Ils expriment la joie, la tristesse, l'envie,
l'étonnement, l'attrait, la curiosité,
l'angoisse, la peine ou la morosité.

La joie, et ils s'embrasent de mille soleils;
ils s'illuminent, resplendissent; c'est l'éveil
du bonheur soudain qui envahit leur être ;
tout à coup ils paraissent vraiment renaître
à la vie, à l'espoir, à l'inaccessible.
Là, pour eux, brusquement, tout devient possible.
Ils sont victorieux, vainqueurs, oui, ils sont heureux
car nourris par l'idéal, ils sont amoureux.

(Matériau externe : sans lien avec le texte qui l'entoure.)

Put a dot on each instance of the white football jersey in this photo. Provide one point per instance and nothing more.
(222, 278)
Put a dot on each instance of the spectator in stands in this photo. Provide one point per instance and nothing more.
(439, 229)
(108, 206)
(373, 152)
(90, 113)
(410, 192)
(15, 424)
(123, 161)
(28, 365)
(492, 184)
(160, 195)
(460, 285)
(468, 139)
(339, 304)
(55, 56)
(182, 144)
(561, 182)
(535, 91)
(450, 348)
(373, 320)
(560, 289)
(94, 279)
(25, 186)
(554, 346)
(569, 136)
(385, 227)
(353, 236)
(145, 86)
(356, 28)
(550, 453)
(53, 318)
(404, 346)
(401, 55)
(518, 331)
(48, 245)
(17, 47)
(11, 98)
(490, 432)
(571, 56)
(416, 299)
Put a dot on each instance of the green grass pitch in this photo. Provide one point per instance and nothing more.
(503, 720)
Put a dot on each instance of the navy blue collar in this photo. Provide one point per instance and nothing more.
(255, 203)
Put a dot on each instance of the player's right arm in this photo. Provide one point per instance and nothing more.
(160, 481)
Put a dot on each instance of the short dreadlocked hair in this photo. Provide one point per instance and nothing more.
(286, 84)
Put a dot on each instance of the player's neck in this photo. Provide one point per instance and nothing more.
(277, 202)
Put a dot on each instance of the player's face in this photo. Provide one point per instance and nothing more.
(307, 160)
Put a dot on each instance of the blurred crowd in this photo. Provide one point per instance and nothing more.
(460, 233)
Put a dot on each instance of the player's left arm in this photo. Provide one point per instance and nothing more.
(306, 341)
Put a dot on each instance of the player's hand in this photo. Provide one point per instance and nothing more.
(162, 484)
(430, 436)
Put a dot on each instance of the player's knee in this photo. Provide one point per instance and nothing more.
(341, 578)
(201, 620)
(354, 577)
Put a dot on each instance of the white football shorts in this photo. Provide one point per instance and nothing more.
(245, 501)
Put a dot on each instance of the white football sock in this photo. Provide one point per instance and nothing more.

La peine, ils s'inondent d'un manteau de pluie.
Le soleil est mort, éteint; jamais il ne luit.
Ils s'embrument, ils sont baignés d'un grand chagrin
qui étouffe leur éclat, leur air si serein
et noyés par des larmes qui viennent mourir
sur l'ourlet de leurs paupières, anéantir
leurs illusions dans un grans torrent de larmes.
C'est une détresse d'un coeur en alarme.

Ils sont les deux ponts, les deux voies de passage
les brèches qui d'un coeur ouvrent le message.